President George W. Bush’s tax cuts are set to expire on December 31st. While Democrats labeled these temporary tax cuts as “only for the rich,” these expiring cuts will drastically impact the middle and lower classes in America. The U.S. Congress should pass an extension of these tax cuts at least for those in the tax brackets below $100,000. The reality of the situation is that 85% of Americans earn less than $100,000 per year, and only 5.5% of Americans earn more than $150,000.

I have put together a chart of the current tax rates to compare them with what they were before the Bush tax cuts, and it’s below. As a college student, my tax rate is at the current 15% rate, and would increase over 60% to 25% if these tax cuts are allowed to sunset.

Tax Rate w/ Bush Cuts Income Level Federal Taxes Paid Tax Rates beginning Jan. 1, 2011 New Federal Taxes Paid
10% 0-$8375 0-$837.50 15% 0-$1,256
15% $8375-$34,000 $1,256-$5,100 25% $2,094-$8,500
25% $34,000-$82,400 $8,500-$20,600 28% $9,520-23,072
28% $82,400-$171,850 $23,072-48,118 31% $25,544-$53,273
33% $171,850-$373,650 $56,710-$123,304 36% $68,866-134-514
35% $373,650+ $130,777+ 39.6% $147,965+

The national median (where half of the population makes more and half makes less) is $44,389, according to Wikipedia.  Under the old/new tax rate, someone earning the median income would be paying $1,331 more in federal taxes alone per year. In today’s economy, that is a significant amount of money, and shouldn’t be discounted.
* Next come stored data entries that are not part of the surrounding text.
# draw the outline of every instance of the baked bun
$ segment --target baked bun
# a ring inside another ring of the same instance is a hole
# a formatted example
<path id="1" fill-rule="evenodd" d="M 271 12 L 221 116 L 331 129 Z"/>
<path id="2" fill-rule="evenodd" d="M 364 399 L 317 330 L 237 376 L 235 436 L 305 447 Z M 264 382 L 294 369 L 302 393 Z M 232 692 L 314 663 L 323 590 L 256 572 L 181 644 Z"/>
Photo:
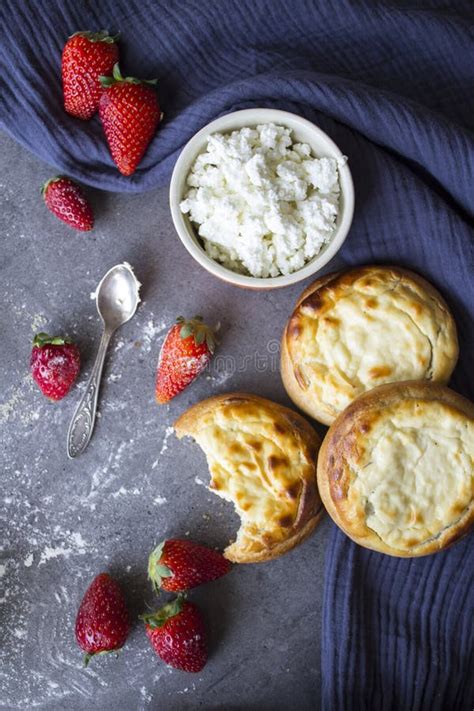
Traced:
<path id="1" fill-rule="evenodd" d="M 204 450 L 210 490 L 241 518 L 224 555 L 236 563 L 276 558 L 304 540 L 323 513 L 316 483 L 321 444 L 301 415 L 270 400 L 230 393 L 191 407 L 174 425 Z"/>
<path id="2" fill-rule="evenodd" d="M 456 325 L 427 281 L 399 267 L 359 267 L 317 279 L 283 333 L 281 375 L 304 412 L 330 425 L 383 383 L 447 383 L 458 358 Z"/>
<path id="3" fill-rule="evenodd" d="M 335 523 L 366 548 L 436 553 L 474 522 L 474 405 L 442 385 L 382 385 L 329 428 L 318 485 Z"/>

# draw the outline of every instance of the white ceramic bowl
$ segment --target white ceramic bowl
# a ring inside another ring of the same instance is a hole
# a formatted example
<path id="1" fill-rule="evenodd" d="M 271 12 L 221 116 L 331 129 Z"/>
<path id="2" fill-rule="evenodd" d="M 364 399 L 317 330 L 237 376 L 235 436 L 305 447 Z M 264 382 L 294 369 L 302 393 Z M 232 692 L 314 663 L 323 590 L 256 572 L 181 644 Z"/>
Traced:
<path id="1" fill-rule="evenodd" d="M 276 109 L 246 109 L 221 116 L 198 131 L 181 151 L 181 155 L 176 161 L 171 177 L 171 215 L 176 231 L 188 252 L 204 269 L 207 269 L 207 271 L 214 274 L 214 276 L 231 284 L 235 284 L 236 286 L 250 289 L 274 289 L 276 287 L 289 286 L 290 284 L 296 284 L 314 275 L 324 267 L 341 248 L 349 232 L 354 212 L 354 187 L 351 172 L 346 163 L 339 168 L 339 182 L 341 186 L 339 214 L 331 240 L 323 247 L 319 254 L 298 271 L 286 276 L 268 278 L 245 276 L 227 269 L 227 267 L 214 261 L 206 254 L 188 216 L 184 215 L 179 208 L 179 204 L 184 199 L 184 194 L 188 190 L 186 180 L 193 163 L 197 156 L 206 150 L 207 138 L 211 133 L 229 133 L 230 131 L 241 129 L 244 126 L 252 127 L 271 122 L 290 128 L 294 140 L 308 143 L 317 158 L 328 157 L 337 159 L 343 155 L 324 131 L 321 131 L 320 128 L 310 121 L 296 114 L 291 114 L 287 111 L 278 111 Z"/>

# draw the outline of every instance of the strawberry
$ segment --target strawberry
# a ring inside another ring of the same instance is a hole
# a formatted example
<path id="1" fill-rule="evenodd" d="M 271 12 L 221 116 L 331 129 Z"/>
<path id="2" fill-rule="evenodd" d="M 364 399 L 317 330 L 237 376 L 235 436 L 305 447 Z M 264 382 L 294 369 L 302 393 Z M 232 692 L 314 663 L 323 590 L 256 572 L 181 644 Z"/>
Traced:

The “Bush Tax Cuts” also did a myriad of other items including a higher capital gains taxes, dividend taxes, phasing out of itemized deductions, exemptions, among others. I have yet to be convinced that raising the capital gains taxes and dividends taxes would effect the middle/lower classes. In order to begin to reduce the deficit and national debt, we need to look at how these taxes impact the average American.

President Obama, Congress, and more importantly Republicans that speak of being fiscally responsible should consider dedicating at least a portion of this added revenue to paying down the national debt. As a country we must do a combination of two things: cut costs and raise revenue. While I am very opinionated on ways to raise revenue, there are ways to do this. However, I do believe that when the government begins a program (whether a social program, military spending plan, or expanding the government’s role in something) it is incredibly difficult to keep costs under control.
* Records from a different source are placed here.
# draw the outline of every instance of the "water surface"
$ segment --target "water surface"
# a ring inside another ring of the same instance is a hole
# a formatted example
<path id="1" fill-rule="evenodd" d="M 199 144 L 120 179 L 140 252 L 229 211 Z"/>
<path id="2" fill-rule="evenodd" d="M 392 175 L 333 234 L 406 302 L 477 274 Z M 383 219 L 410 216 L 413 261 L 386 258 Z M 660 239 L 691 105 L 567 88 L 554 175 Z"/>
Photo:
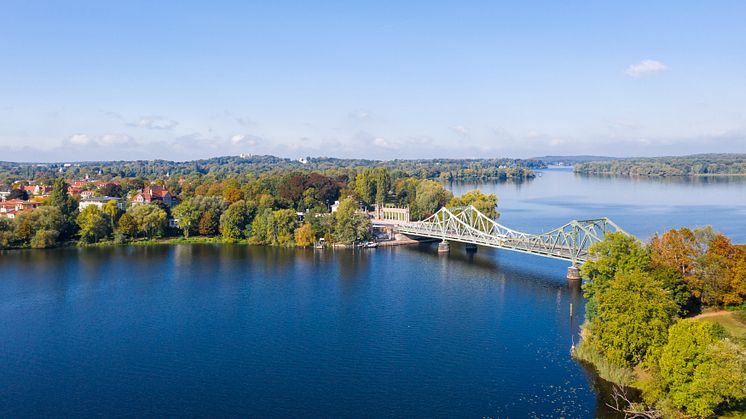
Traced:
<path id="1" fill-rule="evenodd" d="M 527 231 L 609 216 L 746 241 L 738 180 L 478 186 Z M 607 416 L 570 358 L 583 299 L 566 267 L 458 245 L 0 253 L 0 416 Z"/>

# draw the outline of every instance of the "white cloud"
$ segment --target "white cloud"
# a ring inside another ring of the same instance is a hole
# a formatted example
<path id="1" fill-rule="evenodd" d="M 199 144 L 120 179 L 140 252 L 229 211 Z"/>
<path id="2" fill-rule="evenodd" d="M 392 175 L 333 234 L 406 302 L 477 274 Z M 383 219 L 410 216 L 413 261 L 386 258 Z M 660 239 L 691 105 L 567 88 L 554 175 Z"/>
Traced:
<path id="1" fill-rule="evenodd" d="M 73 134 L 67 137 L 67 142 L 71 145 L 88 145 L 91 143 L 91 137 L 88 134 Z"/>
<path id="2" fill-rule="evenodd" d="M 667 70 L 668 67 L 660 61 L 642 60 L 637 64 L 632 64 L 624 71 L 630 77 L 642 77 L 648 74 L 660 73 Z"/>
<path id="3" fill-rule="evenodd" d="M 350 113 L 350 118 L 365 121 L 370 119 L 370 112 L 364 109 L 358 109 Z"/>
<path id="4" fill-rule="evenodd" d="M 236 134 L 230 138 L 231 144 L 233 145 L 249 145 L 255 146 L 259 144 L 259 137 L 246 134 Z"/>
<path id="5" fill-rule="evenodd" d="M 373 145 L 380 148 L 385 148 L 388 150 L 398 150 L 399 146 L 397 144 L 392 143 L 391 141 L 386 140 L 385 138 L 376 137 L 373 139 Z"/>
<path id="6" fill-rule="evenodd" d="M 143 116 L 136 122 L 128 122 L 127 125 L 148 129 L 171 129 L 178 125 L 178 122 L 161 116 Z"/>
<path id="7" fill-rule="evenodd" d="M 469 128 L 466 128 L 463 125 L 454 125 L 454 126 L 451 127 L 451 129 L 453 131 L 456 131 L 458 134 L 461 134 L 461 135 L 464 135 L 464 136 L 469 135 Z"/>
<path id="8" fill-rule="evenodd" d="M 100 147 L 132 147 L 137 145 L 127 134 L 90 135 L 77 133 L 62 140 L 62 146 L 70 150 L 88 150 Z"/>

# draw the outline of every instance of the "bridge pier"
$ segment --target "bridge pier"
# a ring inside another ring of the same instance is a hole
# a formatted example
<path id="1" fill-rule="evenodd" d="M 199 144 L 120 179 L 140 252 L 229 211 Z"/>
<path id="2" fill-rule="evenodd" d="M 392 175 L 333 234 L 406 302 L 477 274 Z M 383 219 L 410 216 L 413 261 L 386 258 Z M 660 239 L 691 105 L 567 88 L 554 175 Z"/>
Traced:
<path id="1" fill-rule="evenodd" d="M 567 280 L 571 282 L 580 281 L 580 269 L 573 264 L 567 268 Z"/>
<path id="2" fill-rule="evenodd" d="M 451 251 L 451 245 L 448 241 L 443 239 L 442 242 L 438 243 L 438 253 L 448 253 Z"/>
<path id="3" fill-rule="evenodd" d="M 466 249 L 467 253 L 476 253 L 477 252 L 477 245 L 476 244 L 467 243 L 464 246 L 464 248 Z"/>

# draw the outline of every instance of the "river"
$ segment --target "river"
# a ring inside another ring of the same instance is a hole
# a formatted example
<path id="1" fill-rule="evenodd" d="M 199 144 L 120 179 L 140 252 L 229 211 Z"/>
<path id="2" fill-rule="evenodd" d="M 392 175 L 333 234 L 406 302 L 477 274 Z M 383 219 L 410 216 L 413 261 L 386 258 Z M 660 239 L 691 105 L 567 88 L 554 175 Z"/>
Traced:
<path id="1" fill-rule="evenodd" d="M 746 242 L 746 179 L 542 171 L 479 187 L 541 232 L 608 216 L 641 238 L 712 224 Z M 432 244 L 0 253 L 0 416 L 593 417 L 567 263 Z M 570 306 L 574 315 L 570 316 Z"/>

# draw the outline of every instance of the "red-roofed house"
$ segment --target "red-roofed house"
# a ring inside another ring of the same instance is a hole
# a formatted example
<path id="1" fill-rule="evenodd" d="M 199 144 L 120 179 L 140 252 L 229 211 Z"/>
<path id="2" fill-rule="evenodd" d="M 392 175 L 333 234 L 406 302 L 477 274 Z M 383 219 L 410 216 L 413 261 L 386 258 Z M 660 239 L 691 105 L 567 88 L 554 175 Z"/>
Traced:
<path id="1" fill-rule="evenodd" d="M 169 208 L 176 205 L 176 198 L 163 186 L 148 186 L 132 198 L 133 205 L 150 204 L 159 201 L 163 202 Z"/>
<path id="2" fill-rule="evenodd" d="M 15 218 L 16 215 L 23 211 L 33 211 L 41 205 L 41 202 L 24 201 L 21 199 L 11 199 L 0 202 L 0 217 Z"/>
<path id="3" fill-rule="evenodd" d="M 52 187 L 41 186 L 41 185 L 28 185 L 28 186 L 24 186 L 23 190 L 25 190 L 31 195 L 46 195 L 52 192 Z"/>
Congress should not play partisan politics with people’s taxes and extend at least portions of the “Bush tax cuts”. Extending it will allow people to keep more of their own money, something that is important in economic challenging times. It is also an opportunity to make a dedicated, focused effort on lowering the federal deficit.


One Response to The Bush Tax Cuts and The Economic Recession

  1. Michael says:

    So I was going to comment on the Laffer curve, and remind you guys that the highest government revenues ever were collected five years after the Bush tax cuts went into effect. Then I was going to comment on how silly it is to talk about tax cuts for the lower and lower-middle classes since only 53% actually paid federal income taxes this past year; how do you cut zero?
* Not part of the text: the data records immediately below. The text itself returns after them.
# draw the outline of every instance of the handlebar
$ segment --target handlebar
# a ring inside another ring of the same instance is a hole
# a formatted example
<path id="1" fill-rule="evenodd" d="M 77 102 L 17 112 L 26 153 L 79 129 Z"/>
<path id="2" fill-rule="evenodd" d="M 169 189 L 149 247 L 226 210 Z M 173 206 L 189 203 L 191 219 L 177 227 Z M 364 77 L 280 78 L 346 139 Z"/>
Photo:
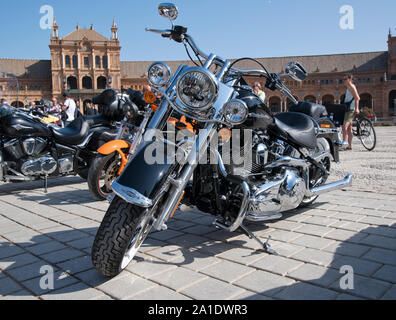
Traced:
<path id="1" fill-rule="evenodd" d="M 186 41 L 190 45 L 196 56 L 200 56 L 201 58 L 207 61 L 211 57 L 213 59 L 213 62 L 220 67 L 223 67 L 227 63 L 226 59 L 223 59 L 219 56 L 208 55 L 205 52 L 203 52 L 197 46 L 193 37 L 191 37 L 186 33 L 187 29 L 184 27 L 176 26 L 173 28 L 173 30 L 159 30 L 159 29 L 146 28 L 146 31 L 160 34 L 164 38 L 170 38 L 177 42 Z M 175 36 L 177 36 L 177 39 L 175 39 Z M 296 100 L 296 98 L 294 98 L 294 96 L 291 94 L 290 90 L 286 87 L 286 85 L 282 81 L 280 80 L 278 81 L 278 79 L 273 79 L 273 77 L 270 74 L 268 74 L 265 70 L 261 70 L 261 69 L 243 70 L 243 69 L 231 67 L 228 69 L 228 71 L 241 76 L 258 76 L 273 80 L 275 82 L 275 87 L 278 90 L 286 94 L 294 103 L 298 103 L 298 101 Z"/>

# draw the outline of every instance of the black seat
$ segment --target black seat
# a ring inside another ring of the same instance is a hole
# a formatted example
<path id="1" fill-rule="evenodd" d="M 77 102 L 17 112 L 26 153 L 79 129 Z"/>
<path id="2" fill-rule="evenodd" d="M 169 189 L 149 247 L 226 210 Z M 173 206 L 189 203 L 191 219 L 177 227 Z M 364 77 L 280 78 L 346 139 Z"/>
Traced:
<path id="1" fill-rule="evenodd" d="M 298 104 L 293 104 L 292 106 L 289 107 L 289 111 L 304 113 L 307 116 L 314 118 L 315 120 L 328 116 L 325 106 L 308 101 L 299 102 Z"/>
<path id="2" fill-rule="evenodd" d="M 303 113 L 285 112 L 277 114 L 270 130 L 286 137 L 291 142 L 310 149 L 316 148 L 316 132 L 312 119 Z"/>
<path id="3" fill-rule="evenodd" d="M 51 129 L 57 142 L 73 146 L 81 144 L 89 134 L 88 122 L 83 117 L 78 117 L 66 128 Z"/>

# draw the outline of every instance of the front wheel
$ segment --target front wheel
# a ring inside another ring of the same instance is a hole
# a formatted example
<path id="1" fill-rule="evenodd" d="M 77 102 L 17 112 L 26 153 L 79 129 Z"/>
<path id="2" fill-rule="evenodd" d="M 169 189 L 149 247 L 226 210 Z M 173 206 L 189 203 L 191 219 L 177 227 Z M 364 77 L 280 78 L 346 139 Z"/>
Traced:
<path id="1" fill-rule="evenodd" d="M 112 183 L 118 177 L 121 159 L 119 155 L 98 156 L 89 168 L 88 187 L 98 200 L 106 200 L 113 193 Z"/>
<path id="2" fill-rule="evenodd" d="M 149 211 L 115 197 L 92 247 L 94 267 L 115 277 L 133 260 L 153 226 Z"/>

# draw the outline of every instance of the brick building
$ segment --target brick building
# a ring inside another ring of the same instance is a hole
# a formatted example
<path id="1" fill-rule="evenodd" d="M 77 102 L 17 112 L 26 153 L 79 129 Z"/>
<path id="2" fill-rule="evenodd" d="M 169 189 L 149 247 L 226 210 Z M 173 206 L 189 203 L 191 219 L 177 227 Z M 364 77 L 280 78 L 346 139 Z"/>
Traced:
<path id="1" fill-rule="evenodd" d="M 61 38 L 54 21 L 50 39 L 51 60 L 0 59 L 0 96 L 13 106 L 30 101 L 61 97 L 68 90 L 80 103 L 105 88 L 141 89 L 151 61 L 120 61 L 118 28 L 113 22 L 111 37 L 76 27 Z M 286 84 L 299 100 L 322 104 L 343 101 L 345 73 L 353 73 L 361 96 L 361 107 L 369 107 L 378 117 L 396 113 L 396 36 L 388 34 L 388 50 L 353 54 L 259 59 L 270 72 L 283 73 L 289 61 L 301 62 L 309 72 L 303 82 L 286 78 Z M 167 62 L 175 70 L 187 61 Z M 240 68 L 256 68 L 241 62 Z M 249 78 L 252 83 L 262 79 Z M 264 84 L 264 83 L 263 83 Z M 287 110 L 290 101 L 279 92 L 267 91 L 266 102 L 274 112 Z"/>

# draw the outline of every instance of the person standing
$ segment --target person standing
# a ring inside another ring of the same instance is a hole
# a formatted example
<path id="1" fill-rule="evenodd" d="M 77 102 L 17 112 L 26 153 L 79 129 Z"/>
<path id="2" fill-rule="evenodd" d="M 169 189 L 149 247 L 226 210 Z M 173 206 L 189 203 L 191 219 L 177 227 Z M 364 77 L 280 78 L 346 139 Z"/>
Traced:
<path id="1" fill-rule="evenodd" d="M 260 97 L 263 102 L 265 102 L 265 92 L 261 90 L 261 84 L 259 82 L 256 82 L 253 86 L 253 91 L 256 95 Z"/>
<path id="2" fill-rule="evenodd" d="M 64 120 L 65 127 L 67 127 L 70 123 L 74 121 L 74 115 L 76 113 L 76 108 L 77 105 L 74 102 L 72 98 L 67 93 L 63 94 L 63 97 L 65 98 L 65 102 L 62 106 L 62 111 L 64 111 L 64 114 L 66 114 L 66 117 L 64 117 L 62 120 Z M 66 120 L 65 120 L 66 118 Z"/>
<path id="3" fill-rule="evenodd" d="M 7 106 L 7 107 L 9 106 L 6 98 L 2 98 L 0 100 L 0 106 Z"/>
<path id="4" fill-rule="evenodd" d="M 345 113 L 344 125 L 342 126 L 342 136 L 343 140 L 348 143 L 346 150 L 352 150 L 352 122 L 355 115 L 360 113 L 359 101 L 360 96 L 353 83 L 353 75 L 348 74 L 344 76 L 344 84 L 346 86 L 345 100 L 344 104 L 347 106 Z"/>
<path id="5" fill-rule="evenodd" d="M 95 116 L 98 114 L 98 111 L 94 108 L 91 100 L 85 100 L 83 102 L 83 110 L 84 115 L 86 116 Z"/>
<path id="6" fill-rule="evenodd" d="M 62 108 L 58 103 L 58 99 L 56 98 L 52 98 L 52 107 L 48 108 L 47 113 L 54 115 L 55 117 L 58 117 L 59 119 L 62 118 L 61 112 L 62 112 Z M 63 123 L 62 120 L 58 121 L 58 126 L 63 127 Z"/>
    But then someone criticized the effectiveness of the tax cuts and simultaneously praised the 2009 stimulus bill. You will find very few allies praising that fiasco. Virtually all of the jobs “saved or created” were in government, and less than 25% was ever even intended for infrastructure, much less “shovel-ready” projects; that’s why some of it still hasn’t been spent yet. And since the stimulus represented a trillion dollars in deficit spending, I’m pretty Keynes would do a spit take if someone told him it was time for more deficit spending. Keynesian economics are popular with policy makers because it offers a quick fix. The paradox is that the fix must be quick, because Keynes thought that public debt was a bad thing. With public debt at about 80% of GDP in the US and most of the G20 calling for austerity measures, I think it’s safe to say that few would recommend more rounds of stimulus.

    A final note on Keynes: he advocated counter-cyclical spending. That means when private investment goes up during good economic times, government spending should go down. That’s not something our government has demonstrated a propensity, or even the potential, to do.